Select a subset of data to plot
With gramm it's easy to plot only a subset of the data without having to apply a selection to each variable. This is done with the 'subset' option when creating the gramm objet, which receives a logical array similar to what one would use for logical indexing.
g=gramm('x',cars.Model_Year,'y',cars.MPG,'color',cars.Cylinders, ...
'subset',cars.Cylinders~=3 & cars.Cylinders~=5); %Select cars that are not 3 or 5 cylinders;
g.geom_point("dodge",0.5);
Now we are getting somewhere, and the figure is already quite complex with a minimal amount of code. In terms of our exploration of this dataset however, one could argue that this representation might be distorted because different countries favor different amount of cylinders and could have different fuel economy objectives. Let's try to take this in account.
Using a variable to create subplots
We could map the region of origin to another aesthetic like marker shape or point size, but these are not always easy to read. Here it's probably best to create subplots for each region. This is best done in gramm by calling the facet_grid() method which receives as arguments the variables to map to subplot rows and to subplot columns.
figure('Position',[100 100 800 400]); %We also make the figure a bit wider
g=gramm('x',cars.Model_Year,'y',cars.MPG,'color',cars.Cylinders, ...
'subset',cars.Cylinders~=3 & cars.Cylinders~=5);
%Here we want region of origin to determine subplot columns so the first argument (rows) is left empty
g.facet_grid([],cars.Origin_Region);
g.geom_point("dodge",0.4);
Notice how all subplots share the same scale which allows easy comparison between subplots.
Final plot : adding a title, fixing legends and exporting
The only thing missing from our figure are proper legends and a title (notice that for now the axes are called x and y, cylinders Color and regions Column). So as a final tweak we provide gramm with the necessary information. We will also use the export() method to create a high-resolution file.
figure('Position',[100 100 800 400]);
g=gramm('x',cars.Model_Year,'y',cars.MPG,'color',cars.Cylinders,...
'subset',cars.Cylinders~=3 & cars.Cylinders~=5);
g.facet_grid([],cars.Origin_Region);
g.geom_point("dodge",0.5);
g.set_names('column','Origin', 'x','Year of production', ... %With set_names() we simply indicate how each aesthetic should be called
'y','Fuel economy (MPG)','color','# Cylinders');
g.set_title('Fuel economy of new cars between 1970 and 1982'); % With set_title() we provide a big title to the figure
g.export('file_name','gettingstarted_export','file_type','png');
To conclude
With gramm we have created a complex figure with only seven lines of code, each of those lines being quite explicit and easy to understand. We also see that changing how the figure is organized would be very easy. We could for example swap subplot columns for cylinders and colors for region of origin to better see the worse fuel economy for US cars for similar cylinder counts. Comparatively, creating such a plot with base MATLAB plotting functions would likely require two for loops, three times as many lines of code and would require much rewriting to implement changes.
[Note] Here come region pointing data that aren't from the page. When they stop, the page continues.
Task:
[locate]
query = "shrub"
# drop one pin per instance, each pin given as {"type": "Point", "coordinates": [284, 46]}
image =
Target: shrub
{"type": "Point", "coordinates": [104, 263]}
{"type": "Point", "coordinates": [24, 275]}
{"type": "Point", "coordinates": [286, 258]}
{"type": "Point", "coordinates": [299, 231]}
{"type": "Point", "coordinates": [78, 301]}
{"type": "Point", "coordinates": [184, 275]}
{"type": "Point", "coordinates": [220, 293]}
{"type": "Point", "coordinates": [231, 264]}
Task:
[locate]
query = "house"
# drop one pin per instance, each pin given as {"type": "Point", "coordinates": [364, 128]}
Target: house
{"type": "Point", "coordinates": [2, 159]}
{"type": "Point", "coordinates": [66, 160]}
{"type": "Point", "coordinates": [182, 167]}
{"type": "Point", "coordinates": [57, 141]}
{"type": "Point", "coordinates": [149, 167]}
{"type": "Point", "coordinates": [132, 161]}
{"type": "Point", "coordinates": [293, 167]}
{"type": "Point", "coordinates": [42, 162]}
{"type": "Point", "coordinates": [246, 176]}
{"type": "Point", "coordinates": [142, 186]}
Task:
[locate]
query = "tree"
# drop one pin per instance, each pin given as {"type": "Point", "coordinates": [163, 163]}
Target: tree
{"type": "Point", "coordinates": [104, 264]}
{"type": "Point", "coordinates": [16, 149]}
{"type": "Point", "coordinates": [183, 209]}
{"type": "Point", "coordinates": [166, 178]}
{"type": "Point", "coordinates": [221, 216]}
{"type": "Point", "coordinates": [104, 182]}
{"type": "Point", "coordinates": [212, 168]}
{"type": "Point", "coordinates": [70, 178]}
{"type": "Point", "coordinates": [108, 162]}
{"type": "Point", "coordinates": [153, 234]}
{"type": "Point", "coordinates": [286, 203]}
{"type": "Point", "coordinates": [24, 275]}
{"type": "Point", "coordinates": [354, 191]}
With this example we only scratched the surface of what is possible with gramm, as there are many more geometries and statistical visualizations available, as well as other types of data that can be plotted (categorical data, time series, 3D data). Moreover gramm offers many ways to tweak its graphics with built-in options as well as through direct access to the graphical elements a posteriori. These possibilities are detailed in other live scripts and in the examples file.